NEWS BLOG (WSAU) We’re impotent in the Middle East. Our ability to manage events in that part of the world, which was limited when we carried the big stick, is now almost nothing.
We provide no shelter for our friends. Israel openly says it will go-it-alone to stop Iran’s nuclear program. We spar in public with our best ally, and the only democracy, in the region.
Gone are the strong men who, for better or worse, kept a lid on violence. Surely the Egyptian street would have scaled our embassy walls many times in the past if it weren’t for Hosni Bubark or the military that collects $8-billion in foreign aid from the U.S. It’s significant that the latest violence comes from Egypt and Libya, the two nations we reached out to. Egypt was Barack Obama’s first foreign trip, where he gave his outreach speech to the Muslim world. Less than a year ago, Libya was where American ammunition and NATO planes stopped a massacre.

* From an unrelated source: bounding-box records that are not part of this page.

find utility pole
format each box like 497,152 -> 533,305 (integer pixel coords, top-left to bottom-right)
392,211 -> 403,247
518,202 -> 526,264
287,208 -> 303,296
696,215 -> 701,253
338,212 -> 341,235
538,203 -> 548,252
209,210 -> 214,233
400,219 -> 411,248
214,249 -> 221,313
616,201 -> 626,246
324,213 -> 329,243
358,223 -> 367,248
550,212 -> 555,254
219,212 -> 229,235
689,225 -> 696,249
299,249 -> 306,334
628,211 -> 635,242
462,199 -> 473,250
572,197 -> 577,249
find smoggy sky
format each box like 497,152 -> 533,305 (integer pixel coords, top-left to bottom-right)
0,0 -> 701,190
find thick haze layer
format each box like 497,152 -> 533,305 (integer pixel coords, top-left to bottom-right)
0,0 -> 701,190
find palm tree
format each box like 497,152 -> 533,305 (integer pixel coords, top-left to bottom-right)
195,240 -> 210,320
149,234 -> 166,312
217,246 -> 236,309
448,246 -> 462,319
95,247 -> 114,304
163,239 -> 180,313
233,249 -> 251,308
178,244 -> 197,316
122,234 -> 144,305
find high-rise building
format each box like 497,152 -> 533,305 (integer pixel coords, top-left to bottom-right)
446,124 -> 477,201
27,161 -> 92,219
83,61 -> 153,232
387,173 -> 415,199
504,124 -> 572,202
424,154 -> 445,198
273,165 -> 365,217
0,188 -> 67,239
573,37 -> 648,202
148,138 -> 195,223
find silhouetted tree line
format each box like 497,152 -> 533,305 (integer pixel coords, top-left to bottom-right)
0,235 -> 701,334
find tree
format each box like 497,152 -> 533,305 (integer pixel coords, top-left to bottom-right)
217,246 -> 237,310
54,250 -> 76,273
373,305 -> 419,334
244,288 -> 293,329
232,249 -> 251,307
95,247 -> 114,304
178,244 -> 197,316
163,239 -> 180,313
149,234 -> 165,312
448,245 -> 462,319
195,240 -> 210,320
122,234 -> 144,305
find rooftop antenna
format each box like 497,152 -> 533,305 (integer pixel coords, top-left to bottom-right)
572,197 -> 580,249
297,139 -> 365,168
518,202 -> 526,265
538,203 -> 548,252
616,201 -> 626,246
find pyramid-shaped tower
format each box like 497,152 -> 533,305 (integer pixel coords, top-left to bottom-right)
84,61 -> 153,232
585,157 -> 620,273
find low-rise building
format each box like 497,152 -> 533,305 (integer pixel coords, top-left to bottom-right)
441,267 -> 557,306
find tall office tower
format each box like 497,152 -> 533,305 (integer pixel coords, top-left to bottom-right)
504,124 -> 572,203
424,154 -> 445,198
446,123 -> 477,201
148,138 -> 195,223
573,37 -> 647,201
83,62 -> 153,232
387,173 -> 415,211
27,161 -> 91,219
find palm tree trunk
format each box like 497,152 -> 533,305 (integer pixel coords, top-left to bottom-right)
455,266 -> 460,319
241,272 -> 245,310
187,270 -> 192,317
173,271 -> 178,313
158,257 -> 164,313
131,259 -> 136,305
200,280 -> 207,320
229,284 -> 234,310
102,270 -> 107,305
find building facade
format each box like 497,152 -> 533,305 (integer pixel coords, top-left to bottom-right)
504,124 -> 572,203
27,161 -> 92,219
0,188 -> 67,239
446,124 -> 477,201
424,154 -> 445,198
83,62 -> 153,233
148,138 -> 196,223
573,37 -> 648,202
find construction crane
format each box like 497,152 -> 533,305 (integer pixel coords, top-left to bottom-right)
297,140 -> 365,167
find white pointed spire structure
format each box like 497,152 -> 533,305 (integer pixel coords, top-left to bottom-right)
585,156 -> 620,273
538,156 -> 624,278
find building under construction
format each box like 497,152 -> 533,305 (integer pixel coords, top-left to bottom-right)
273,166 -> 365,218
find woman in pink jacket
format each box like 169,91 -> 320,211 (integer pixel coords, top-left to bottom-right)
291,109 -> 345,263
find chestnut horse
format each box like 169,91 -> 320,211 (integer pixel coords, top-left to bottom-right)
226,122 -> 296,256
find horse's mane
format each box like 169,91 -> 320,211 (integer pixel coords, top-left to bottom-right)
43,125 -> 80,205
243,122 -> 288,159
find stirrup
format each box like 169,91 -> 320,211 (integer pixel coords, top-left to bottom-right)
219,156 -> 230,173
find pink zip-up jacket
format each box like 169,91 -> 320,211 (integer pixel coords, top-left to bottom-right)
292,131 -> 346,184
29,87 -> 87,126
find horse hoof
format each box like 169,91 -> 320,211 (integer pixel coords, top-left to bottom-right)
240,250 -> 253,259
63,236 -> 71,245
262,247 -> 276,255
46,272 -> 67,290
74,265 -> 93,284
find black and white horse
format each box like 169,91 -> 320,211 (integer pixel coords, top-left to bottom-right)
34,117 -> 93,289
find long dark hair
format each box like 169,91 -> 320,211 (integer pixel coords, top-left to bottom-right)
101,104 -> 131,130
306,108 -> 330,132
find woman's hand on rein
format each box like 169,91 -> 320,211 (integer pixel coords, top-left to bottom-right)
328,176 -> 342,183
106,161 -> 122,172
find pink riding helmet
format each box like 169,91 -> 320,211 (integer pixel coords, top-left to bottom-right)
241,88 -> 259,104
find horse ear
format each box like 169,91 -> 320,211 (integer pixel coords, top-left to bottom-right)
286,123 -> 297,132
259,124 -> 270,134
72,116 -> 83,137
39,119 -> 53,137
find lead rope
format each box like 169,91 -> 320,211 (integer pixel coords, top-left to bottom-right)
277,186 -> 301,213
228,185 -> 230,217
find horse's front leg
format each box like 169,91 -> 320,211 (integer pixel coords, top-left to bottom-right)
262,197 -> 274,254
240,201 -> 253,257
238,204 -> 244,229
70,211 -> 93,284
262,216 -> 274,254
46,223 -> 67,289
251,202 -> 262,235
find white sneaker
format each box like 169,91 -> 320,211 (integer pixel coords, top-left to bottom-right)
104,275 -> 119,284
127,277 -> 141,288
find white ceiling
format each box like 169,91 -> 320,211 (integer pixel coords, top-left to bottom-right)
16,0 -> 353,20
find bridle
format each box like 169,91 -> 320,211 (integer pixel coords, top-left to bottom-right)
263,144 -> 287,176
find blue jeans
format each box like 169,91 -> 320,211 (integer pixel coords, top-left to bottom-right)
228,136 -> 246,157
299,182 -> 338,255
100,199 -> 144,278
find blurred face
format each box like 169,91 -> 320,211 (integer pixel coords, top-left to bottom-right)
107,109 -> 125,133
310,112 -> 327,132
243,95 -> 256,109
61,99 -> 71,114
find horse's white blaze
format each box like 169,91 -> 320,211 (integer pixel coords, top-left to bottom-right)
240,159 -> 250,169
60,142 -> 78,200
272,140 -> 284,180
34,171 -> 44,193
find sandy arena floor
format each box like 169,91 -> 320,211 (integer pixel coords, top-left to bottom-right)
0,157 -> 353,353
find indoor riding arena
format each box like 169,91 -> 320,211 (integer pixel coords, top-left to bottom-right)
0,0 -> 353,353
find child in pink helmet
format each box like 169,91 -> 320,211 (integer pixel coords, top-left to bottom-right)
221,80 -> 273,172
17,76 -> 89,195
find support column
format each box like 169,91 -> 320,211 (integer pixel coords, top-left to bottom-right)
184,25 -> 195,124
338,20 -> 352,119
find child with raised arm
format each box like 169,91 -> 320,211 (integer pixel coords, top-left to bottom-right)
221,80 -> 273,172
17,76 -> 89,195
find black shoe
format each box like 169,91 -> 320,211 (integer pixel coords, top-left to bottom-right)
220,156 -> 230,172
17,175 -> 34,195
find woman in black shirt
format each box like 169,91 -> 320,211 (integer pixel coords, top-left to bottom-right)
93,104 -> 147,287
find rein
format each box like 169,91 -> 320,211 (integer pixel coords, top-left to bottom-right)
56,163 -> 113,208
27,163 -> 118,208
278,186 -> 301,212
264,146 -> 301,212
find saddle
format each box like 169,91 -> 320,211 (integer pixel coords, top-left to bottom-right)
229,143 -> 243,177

Now we are better at apologizing for offending than we are for articulating our values of free-speech and free-expression.
Why would any of these nations want to be our ally? We’re unpopular with their populations, and we don’t bring the muscle or diplomacy to offer any umbrella to any government there.
In the middle east, we’ve been reduced to shoppers in a store. They sell oil. We buy it. Our influence there doesn’t go much beyond ‘customer’.